La misma gata

Andrés Torres Aguirre

Los últimos meses en el Congreso de Hidalgo se ha promovido una imagen de cambio, transparencia, honestidad y sobre todo de transformación, sustentada en el hecho histórico de que la 64 Legislatura es la primera en la historia en tener una mayoría de oposición.

El presidente de la Junta Legislativa, Ricardo Baptista, por cierto el segundo en el corto tiempo de la Legislatura,ya que Humberto Veras fue sustituido, mantiene una posición firme frente a los otros Poderes estatales, aunque ello no significa que sea acertado.

Con Baptista la bancada de Morena en la 64 Legislatura busca ubicarse en una posición que los perfile ante la opinión pública como verdaderos agentes de cambio, algo que no consiguen hasta el momento, por más cambios y contrataciones.
La carga política que pesa sobre los hombros de Baptista no es menor, se debe al Grupo Universidad y a su cacique pero además debe ser suficientemente convincente para entrar en el perfil del militante de Morena. Aparentar ser un demócrata es de un trabajo de tiempo completo.

Me explico: Don Ricardo se ha manifestado varias veces como un diputado no supeditado a otros Poderes y cuyo único jefe es el pueblo que lo eligió.

Pero como le ganaron la iniciativa de colocar en letras doradas la leyenda “150 años de la erección del estado de Hidalgo”, de la manga se sacó la idea de colocar una igual pero en honor a la creación del Congreso.

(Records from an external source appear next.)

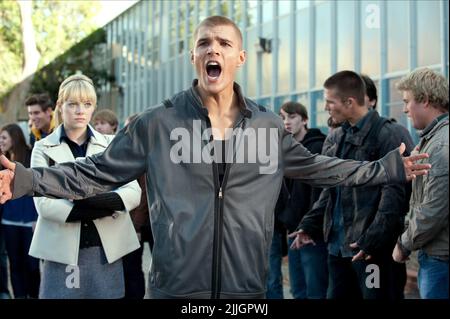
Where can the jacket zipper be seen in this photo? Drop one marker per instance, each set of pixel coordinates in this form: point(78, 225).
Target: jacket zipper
point(218, 223)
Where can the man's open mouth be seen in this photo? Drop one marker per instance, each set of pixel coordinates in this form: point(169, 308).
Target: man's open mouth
point(213, 69)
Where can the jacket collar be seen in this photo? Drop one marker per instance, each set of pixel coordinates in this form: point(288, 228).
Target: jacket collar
point(357, 138)
point(54, 138)
point(434, 126)
point(246, 112)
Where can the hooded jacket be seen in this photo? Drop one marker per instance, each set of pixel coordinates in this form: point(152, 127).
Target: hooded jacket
point(211, 240)
point(301, 196)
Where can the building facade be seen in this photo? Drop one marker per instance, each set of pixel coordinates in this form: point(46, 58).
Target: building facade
point(292, 47)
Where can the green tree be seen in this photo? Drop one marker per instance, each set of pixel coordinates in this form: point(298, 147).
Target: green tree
point(56, 25)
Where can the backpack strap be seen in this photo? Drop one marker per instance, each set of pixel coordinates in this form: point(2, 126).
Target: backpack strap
point(262, 108)
point(372, 138)
point(167, 103)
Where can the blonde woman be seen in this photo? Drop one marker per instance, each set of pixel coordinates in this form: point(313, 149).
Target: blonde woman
point(81, 241)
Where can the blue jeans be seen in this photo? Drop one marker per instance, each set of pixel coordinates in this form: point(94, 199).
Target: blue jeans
point(308, 271)
point(25, 275)
point(3, 265)
point(275, 279)
point(432, 277)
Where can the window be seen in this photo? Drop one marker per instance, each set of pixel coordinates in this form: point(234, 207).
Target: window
point(323, 42)
point(346, 35)
point(428, 32)
point(398, 33)
point(284, 54)
point(267, 11)
point(251, 63)
point(370, 37)
point(267, 62)
point(302, 50)
point(284, 7)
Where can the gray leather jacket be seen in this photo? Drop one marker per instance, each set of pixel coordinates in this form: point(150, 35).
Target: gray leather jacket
point(211, 240)
point(427, 223)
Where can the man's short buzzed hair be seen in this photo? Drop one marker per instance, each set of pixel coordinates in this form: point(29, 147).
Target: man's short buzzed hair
point(424, 84)
point(371, 89)
point(43, 100)
point(214, 21)
point(347, 84)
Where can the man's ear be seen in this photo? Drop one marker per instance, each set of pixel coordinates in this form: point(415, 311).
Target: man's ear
point(242, 58)
point(426, 101)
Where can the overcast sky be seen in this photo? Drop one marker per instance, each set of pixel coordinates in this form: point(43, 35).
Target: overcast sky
point(109, 9)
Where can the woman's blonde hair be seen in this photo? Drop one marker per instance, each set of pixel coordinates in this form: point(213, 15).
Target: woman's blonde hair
point(78, 87)
point(426, 84)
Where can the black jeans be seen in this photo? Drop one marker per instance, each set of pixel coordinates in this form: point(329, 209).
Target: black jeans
point(134, 277)
point(3, 265)
point(377, 278)
point(25, 276)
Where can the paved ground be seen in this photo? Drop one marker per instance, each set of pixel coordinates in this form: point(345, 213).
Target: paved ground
point(410, 291)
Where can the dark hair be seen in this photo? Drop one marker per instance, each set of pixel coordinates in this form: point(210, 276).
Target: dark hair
point(43, 100)
point(19, 147)
point(371, 89)
point(214, 21)
point(295, 108)
point(332, 124)
point(347, 84)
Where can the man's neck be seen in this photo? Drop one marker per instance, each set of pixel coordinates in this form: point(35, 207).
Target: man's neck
point(77, 135)
point(222, 109)
point(220, 104)
point(433, 114)
point(300, 135)
point(361, 111)
point(46, 128)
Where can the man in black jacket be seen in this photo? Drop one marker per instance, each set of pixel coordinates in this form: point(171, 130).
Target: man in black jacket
point(360, 224)
point(308, 271)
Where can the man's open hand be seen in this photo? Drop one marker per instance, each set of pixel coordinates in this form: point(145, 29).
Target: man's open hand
point(6, 179)
point(301, 239)
point(412, 170)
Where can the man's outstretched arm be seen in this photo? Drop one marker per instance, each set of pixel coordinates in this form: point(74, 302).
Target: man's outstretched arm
point(323, 171)
point(123, 161)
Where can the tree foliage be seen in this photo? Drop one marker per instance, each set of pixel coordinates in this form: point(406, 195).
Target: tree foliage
point(79, 58)
point(58, 26)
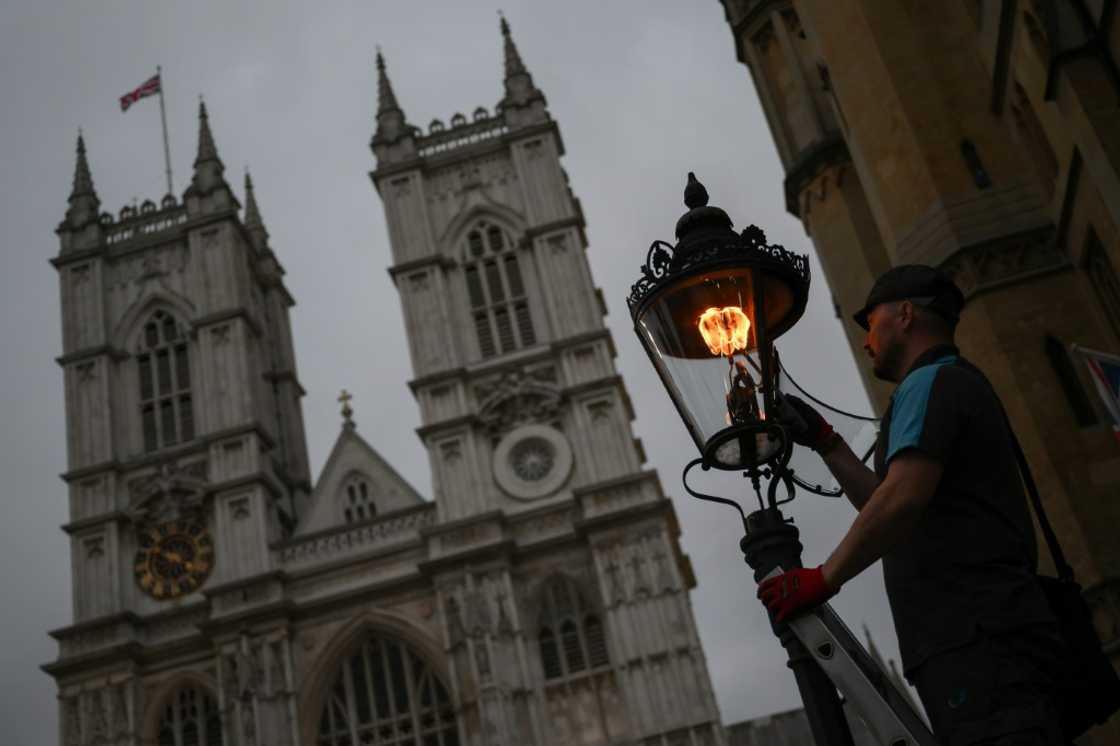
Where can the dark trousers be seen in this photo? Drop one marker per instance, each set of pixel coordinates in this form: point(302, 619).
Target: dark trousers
point(995, 691)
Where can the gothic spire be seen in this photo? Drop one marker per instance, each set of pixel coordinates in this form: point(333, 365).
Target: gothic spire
point(253, 222)
point(206, 148)
point(386, 100)
point(523, 102)
point(513, 64)
point(393, 131)
point(208, 169)
point(83, 199)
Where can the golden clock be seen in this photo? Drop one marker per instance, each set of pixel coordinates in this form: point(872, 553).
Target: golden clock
point(174, 558)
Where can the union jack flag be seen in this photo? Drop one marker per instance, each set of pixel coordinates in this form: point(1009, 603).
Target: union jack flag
point(149, 87)
point(1106, 374)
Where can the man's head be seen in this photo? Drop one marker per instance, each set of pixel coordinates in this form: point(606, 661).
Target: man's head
point(910, 309)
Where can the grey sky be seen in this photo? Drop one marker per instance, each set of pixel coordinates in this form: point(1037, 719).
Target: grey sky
point(644, 91)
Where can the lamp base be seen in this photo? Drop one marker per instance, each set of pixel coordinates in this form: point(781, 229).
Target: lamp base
point(771, 543)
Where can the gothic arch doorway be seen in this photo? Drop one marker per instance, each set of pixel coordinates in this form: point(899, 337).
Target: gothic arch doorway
point(189, 717)
point(384, 692)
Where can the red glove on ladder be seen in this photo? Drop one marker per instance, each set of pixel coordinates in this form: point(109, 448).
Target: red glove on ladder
point(794, 591)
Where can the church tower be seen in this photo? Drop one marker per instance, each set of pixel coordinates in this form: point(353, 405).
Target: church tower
point(562, 588)
point(186, 451)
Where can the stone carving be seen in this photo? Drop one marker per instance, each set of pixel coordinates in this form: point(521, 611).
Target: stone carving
point(451, 450)
point(154, 263)
point(174, 492)
point(518, 399)
point(99, 724)
point(72, 720)
point(120, 711)
point(455, 631)
point(982, 267)
point(94, 548)
point(356, 539)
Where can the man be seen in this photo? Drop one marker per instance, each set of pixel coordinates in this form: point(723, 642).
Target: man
point(945, 511)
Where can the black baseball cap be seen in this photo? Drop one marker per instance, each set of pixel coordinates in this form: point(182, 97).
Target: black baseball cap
point(921, 285)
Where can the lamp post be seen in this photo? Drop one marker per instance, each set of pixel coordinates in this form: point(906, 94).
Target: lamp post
point(707, 311)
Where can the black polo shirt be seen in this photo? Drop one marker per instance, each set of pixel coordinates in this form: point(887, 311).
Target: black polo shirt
point(969, 567)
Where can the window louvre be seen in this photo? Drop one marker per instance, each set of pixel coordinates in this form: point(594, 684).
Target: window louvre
point(166, 404)
point(357, 504)
point(384, 693)
point(190, 718)
point(1103, 277)
point(496, 291)
point(580, 645)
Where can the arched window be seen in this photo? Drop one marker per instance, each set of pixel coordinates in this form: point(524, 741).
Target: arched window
point(496, 292)
point(357, 500)
point(570, 635)
point(385, 693)
point(166, 409)
point(189, 718)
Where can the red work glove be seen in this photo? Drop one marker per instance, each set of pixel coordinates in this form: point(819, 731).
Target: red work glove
point(794, 591)
point(804, 423)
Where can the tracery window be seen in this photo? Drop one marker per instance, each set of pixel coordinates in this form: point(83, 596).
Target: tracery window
point(166, 409)
point(190, 718)
point(1103, 277)
point(496, 292)
point(357, 500)
point(570, 635)
point(384, 693)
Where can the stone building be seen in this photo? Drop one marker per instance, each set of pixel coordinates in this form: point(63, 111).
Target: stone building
point(981, 137)
point(222, 597)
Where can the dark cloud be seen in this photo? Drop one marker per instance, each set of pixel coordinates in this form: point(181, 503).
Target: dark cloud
point(644, 92)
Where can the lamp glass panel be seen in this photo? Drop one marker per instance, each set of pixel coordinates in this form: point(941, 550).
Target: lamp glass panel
point(702, 335)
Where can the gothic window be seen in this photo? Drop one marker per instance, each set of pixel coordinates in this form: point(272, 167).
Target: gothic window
point(357, 500)
point(496, 292)
point(1103, 277)
point(1029, 129)
point(385, 693)
point(166, 409)
point(190, 718)
point(570, 635)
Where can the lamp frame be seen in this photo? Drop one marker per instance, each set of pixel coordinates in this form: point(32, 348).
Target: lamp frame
point(706, 245)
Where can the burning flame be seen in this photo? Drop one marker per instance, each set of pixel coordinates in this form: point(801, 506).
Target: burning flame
point(725, 329)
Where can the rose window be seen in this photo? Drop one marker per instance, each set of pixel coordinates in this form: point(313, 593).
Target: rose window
point(532, 458)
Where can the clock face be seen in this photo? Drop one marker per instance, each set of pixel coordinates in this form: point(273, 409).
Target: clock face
point(174, 558)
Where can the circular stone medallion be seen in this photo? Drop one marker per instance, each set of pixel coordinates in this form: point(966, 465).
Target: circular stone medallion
point(532, 460)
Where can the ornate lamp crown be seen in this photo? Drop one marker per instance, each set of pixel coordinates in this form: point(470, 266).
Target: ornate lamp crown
point(705, 238)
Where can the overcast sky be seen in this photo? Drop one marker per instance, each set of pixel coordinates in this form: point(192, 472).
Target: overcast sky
point(644, 91)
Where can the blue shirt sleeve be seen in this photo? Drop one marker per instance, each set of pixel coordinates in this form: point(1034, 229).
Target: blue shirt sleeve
point(910, 409)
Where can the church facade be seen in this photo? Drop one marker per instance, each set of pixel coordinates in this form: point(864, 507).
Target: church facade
point(981, 137)
point(221, 597)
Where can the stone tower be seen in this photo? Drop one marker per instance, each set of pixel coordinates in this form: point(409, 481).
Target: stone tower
point(185, 440)
point(983, 138)
point(538, 477)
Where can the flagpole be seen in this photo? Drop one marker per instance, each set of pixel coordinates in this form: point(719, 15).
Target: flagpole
point(162, 117)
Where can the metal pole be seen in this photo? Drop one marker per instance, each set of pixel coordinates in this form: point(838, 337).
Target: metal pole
point(162, 117)
point(771, 542)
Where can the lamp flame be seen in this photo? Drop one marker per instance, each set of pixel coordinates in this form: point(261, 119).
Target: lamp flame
point(725, 329)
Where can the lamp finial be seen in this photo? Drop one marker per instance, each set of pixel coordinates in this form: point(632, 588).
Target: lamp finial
point(694, 194)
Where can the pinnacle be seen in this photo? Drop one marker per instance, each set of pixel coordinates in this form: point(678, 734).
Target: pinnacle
point(513, 63)
point(252, 212)
point(386, 100)
point(83, 180)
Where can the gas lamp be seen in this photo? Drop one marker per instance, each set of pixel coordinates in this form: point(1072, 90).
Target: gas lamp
point(707, 311)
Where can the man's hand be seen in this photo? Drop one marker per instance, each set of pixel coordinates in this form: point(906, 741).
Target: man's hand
point(794, 591)
point(804, 423)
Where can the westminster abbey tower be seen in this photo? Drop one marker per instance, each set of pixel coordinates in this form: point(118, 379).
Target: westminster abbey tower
point(222, 597)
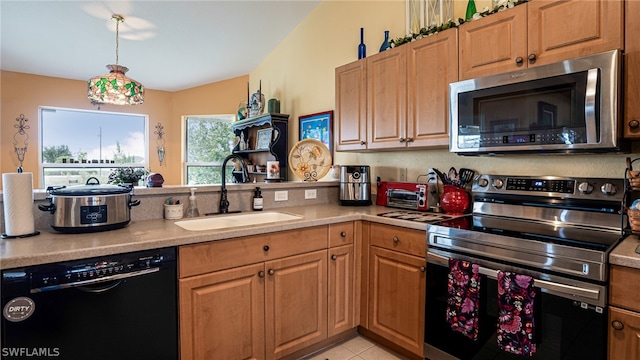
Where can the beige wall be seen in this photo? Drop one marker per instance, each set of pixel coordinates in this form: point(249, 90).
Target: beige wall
point(24, 93)
point(300, 71)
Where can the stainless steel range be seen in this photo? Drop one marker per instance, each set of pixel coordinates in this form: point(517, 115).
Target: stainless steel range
point(557, 230)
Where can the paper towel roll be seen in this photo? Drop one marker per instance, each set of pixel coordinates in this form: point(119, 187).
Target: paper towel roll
point(18, 203)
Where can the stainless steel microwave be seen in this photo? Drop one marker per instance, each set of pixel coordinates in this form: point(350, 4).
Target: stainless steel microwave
point(565, 107)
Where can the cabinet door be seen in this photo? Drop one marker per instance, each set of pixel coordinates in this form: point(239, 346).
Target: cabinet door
point(431, 65)
point(397, 285)
point(222, 315)
point(296, 303)
point(632, 70)
point(624, 343)
point(341, 289)
point(494, 44)
point(351, 100)
point(387, 99)
point(566, 29)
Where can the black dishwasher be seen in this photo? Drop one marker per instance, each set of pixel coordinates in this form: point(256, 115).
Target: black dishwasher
point(112, 307)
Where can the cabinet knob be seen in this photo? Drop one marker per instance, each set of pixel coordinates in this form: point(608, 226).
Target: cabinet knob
point(618, 325)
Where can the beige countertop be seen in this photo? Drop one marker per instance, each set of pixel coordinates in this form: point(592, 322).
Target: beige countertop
point(51, 246)
point(625, 253)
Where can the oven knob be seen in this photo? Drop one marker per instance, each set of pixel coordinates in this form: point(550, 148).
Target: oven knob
point(585, 188)
point(608, 189)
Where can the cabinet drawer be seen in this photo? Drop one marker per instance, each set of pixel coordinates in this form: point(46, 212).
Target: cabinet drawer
point(341, 234)
point(224, 254)
point(624, 287)
point(413, 242)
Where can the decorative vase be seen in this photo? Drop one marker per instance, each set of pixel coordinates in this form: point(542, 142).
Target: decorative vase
point(454, 200)
point(362, 48)
point(471, 9)
point(385, 44)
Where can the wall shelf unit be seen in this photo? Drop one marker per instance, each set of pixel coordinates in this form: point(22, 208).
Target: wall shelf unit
point(276, 148)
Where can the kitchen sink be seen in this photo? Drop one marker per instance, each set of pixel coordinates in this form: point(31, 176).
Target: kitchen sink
point(236, 220)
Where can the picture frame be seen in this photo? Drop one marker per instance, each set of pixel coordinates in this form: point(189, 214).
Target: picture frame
point(263, 139)
point(317, 126)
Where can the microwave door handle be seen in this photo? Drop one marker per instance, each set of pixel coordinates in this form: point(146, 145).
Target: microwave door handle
point(590, 106)
point(542, 284)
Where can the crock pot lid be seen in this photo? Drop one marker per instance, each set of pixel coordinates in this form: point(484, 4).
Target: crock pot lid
point(83, 190)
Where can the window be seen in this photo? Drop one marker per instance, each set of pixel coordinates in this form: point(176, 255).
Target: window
point(76, 145)
point(209, 139)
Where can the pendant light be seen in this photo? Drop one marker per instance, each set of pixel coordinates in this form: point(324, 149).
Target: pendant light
point(115, 87)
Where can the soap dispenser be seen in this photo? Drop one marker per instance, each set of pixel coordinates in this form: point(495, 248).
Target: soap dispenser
point(193, 206)
point(257, 199)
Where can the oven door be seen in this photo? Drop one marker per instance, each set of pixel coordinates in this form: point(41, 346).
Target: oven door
point(565, 328)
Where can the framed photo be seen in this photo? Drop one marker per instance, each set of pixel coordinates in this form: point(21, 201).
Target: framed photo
point(317, 126)
point(263, 140)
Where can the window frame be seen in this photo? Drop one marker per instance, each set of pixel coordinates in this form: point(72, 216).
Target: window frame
point(42, 166)
point(187, 164)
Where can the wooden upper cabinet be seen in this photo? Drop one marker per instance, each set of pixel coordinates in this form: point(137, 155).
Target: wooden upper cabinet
point(432, 63)
point(386, 98)
point(351, 106)
point(537, 33)
point(492, 44)
point(566, 29)
point(632, 70)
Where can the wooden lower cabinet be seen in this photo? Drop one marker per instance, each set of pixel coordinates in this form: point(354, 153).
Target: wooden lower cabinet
point(296, 303)
point(341, 316)
point(397, 285)
point(270, 296)
point(222, 314)
point(624, 334)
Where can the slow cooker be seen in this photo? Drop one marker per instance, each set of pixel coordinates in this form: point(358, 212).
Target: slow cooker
point(90, 207)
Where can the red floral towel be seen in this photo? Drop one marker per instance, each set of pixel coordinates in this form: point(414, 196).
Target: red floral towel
point(516, 296)
point(462, 304)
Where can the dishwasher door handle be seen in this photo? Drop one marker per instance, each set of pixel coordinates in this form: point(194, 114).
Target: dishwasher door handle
point(95, 281)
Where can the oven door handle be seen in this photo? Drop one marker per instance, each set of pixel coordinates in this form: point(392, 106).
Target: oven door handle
point(542, 284)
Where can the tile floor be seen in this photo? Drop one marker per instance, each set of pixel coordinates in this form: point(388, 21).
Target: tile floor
point(358, 348)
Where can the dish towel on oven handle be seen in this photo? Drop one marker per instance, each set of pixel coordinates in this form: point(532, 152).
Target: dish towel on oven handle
point(463, 287)
point(516, 328)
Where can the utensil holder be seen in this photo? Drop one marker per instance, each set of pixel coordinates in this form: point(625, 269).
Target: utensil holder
point(173, 212)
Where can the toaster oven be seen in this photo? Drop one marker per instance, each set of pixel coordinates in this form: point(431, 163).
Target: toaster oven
point(407, 195)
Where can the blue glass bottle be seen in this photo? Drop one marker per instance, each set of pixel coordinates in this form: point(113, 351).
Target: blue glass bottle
point(385, 44)
point(362, 48)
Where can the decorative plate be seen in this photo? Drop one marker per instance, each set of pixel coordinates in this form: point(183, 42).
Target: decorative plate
point(310, 160)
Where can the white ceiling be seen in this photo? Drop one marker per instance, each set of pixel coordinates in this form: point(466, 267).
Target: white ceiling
point(167, 45)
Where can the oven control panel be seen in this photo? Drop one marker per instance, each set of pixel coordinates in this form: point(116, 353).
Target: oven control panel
point(609, 189)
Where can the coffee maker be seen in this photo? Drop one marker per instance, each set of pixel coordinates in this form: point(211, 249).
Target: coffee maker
point(355, 187)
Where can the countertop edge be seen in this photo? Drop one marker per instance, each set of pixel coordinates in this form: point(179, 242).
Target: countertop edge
point(51, 247)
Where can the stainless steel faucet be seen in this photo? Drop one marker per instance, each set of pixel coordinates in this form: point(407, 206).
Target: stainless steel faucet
point(224, 203)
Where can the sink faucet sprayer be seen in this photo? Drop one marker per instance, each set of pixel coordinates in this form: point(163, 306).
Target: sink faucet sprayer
point(224, 203)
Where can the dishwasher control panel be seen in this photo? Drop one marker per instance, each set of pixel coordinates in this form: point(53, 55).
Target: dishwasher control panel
point(87, 271)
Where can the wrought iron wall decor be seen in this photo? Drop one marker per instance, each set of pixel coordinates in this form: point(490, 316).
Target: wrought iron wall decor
point(20, 138)
point(160, 141)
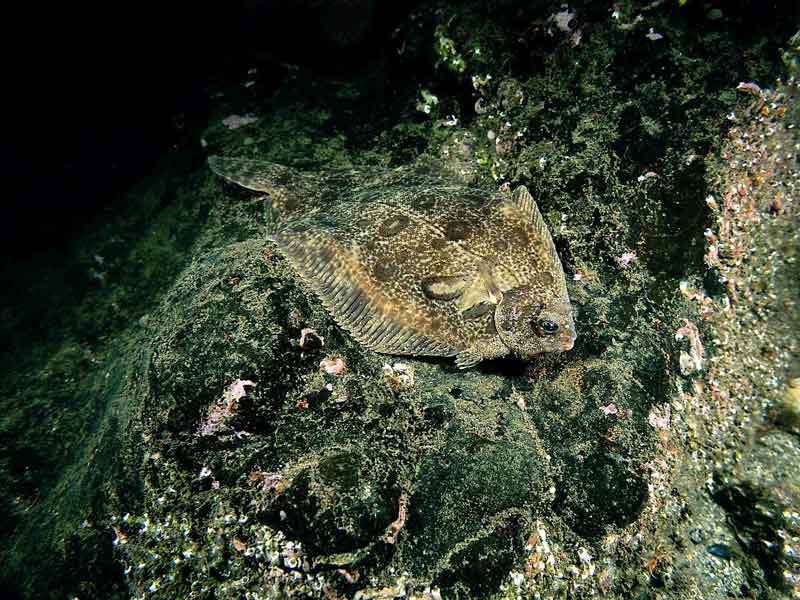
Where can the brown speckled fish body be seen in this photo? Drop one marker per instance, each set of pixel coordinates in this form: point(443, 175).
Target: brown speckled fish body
point(411, 263)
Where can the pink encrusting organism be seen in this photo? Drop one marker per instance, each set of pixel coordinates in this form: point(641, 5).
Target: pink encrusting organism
point(221, 411)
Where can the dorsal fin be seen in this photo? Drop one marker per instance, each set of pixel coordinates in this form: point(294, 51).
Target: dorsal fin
point(521, 198)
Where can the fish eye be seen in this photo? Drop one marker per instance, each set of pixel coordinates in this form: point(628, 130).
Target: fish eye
point(547, 326)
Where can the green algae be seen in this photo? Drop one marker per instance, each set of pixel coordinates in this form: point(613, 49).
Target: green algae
point(557, 477)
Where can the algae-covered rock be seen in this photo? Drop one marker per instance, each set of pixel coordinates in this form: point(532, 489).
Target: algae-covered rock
point(249, 447)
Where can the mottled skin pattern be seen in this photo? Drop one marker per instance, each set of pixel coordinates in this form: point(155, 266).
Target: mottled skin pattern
point(410, 263)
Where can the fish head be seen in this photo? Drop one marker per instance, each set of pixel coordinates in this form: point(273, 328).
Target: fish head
point(529, 326)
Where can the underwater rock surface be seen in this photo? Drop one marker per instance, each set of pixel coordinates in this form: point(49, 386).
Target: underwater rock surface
point(246, 446)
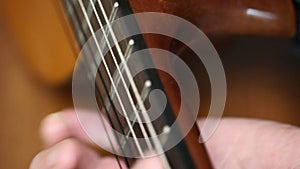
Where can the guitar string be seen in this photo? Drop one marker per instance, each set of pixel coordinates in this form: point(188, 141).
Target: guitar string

Para la ceremonia el Poder Legislativo envió invitaciones a todos los exdiputados de todos los partidos.Lo extraño es que pese a las declaraciones del presidente de la Junta Legislativa sobre su, cuando menos, deficiente participación como representantes populares, los exdiputados asistieron sonrientes.

Cierto, la mayoría quería dejarse ver para que el gobernador se acordará de ellos y alimentar así sus esperanzas de reincorporarse a las nóminas públicas, pero ninguno se dio por aludido en cuanto a las declaraciones de Baptista. ¿Altura de miras? ¿Política de la buena? Desde mi perspectiva es más la necesidad que la dignidad.
Ya como gran final, sonriente y cínico el coordinador del Congreso saludó y se tomó la foto del recuerdo con esos diputados a los que antes atacó.